God and Man in Full by P.J. O’Rourke

P. J. O'Rourke, Policy Review, April/May 1999.

Excerpt:

Among the A-list big dogs of chic fiction, Tom Wolfe’s A Man in Full is not da bomb. Of course, there’s vulgar success against it — cover of Time, phone number first printing. Nothing ills the cool like being hot, except on the rare occasions when it happens to them. But novels by Clancy or Grisham usually pass beneath notice of the critical hepcats. A Man in Full didn’t. Doyen of American letters-a-go-go, John Updike, dissed the text in that edgy journal the New Yorker. “Amounts to entertainment, not literature,” sniffed the man who inked The Witches of Eastwick. Perennially def and slammin’ Norman Mailer gave Wolfe a buzz kill in the fashion-forward New York Review of Books. “Chosen by the author to be a best seller rather than a major novel,” slagged the caption-writer for Marilyn, An Appreciation. And then there was James Wood (so dope, so phat) in the New Republic (it’s fresh, it’s stylin’): “this bumptious simplicity, this toy-set of literary codes essentially indistinguishable from the narrative techniques of boys’ comics.” Jim, that’s cold.

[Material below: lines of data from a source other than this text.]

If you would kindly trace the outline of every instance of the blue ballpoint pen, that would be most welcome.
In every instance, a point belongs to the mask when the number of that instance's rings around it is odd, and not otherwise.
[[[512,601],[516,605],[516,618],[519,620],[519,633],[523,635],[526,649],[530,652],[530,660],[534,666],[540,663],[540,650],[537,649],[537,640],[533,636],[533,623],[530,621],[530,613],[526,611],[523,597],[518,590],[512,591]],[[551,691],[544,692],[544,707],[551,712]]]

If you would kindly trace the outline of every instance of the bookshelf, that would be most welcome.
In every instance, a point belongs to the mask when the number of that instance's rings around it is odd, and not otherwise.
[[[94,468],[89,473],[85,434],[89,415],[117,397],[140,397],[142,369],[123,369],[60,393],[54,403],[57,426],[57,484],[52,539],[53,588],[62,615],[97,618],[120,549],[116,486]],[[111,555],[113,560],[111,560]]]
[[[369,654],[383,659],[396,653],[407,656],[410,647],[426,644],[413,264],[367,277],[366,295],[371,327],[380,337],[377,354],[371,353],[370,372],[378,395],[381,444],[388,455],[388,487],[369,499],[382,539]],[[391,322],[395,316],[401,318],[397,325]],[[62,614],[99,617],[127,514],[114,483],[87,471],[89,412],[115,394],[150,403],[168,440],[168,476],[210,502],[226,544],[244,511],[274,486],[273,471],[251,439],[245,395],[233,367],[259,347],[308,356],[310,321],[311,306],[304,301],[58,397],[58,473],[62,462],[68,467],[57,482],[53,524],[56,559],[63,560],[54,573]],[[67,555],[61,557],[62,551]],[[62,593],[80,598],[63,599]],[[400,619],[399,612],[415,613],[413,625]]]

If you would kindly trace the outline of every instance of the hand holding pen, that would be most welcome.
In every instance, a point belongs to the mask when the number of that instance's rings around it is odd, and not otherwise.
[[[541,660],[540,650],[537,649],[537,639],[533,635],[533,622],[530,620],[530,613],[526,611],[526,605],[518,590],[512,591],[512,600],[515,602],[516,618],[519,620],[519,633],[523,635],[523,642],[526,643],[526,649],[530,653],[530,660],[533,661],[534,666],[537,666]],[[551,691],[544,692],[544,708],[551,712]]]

But there is, in fact, every reason for A Man in Full to be unfashionable. Big, sweeping social realism with themes of honor, duty, sin, and belief went out with honor, duty, sin, belief, and the big sweeping societies that had them. Wolfe has written an encomium of the passé, praising hope, reason, self-restraint, custom, shame, good taste, first marriages, and Booker T. Washington.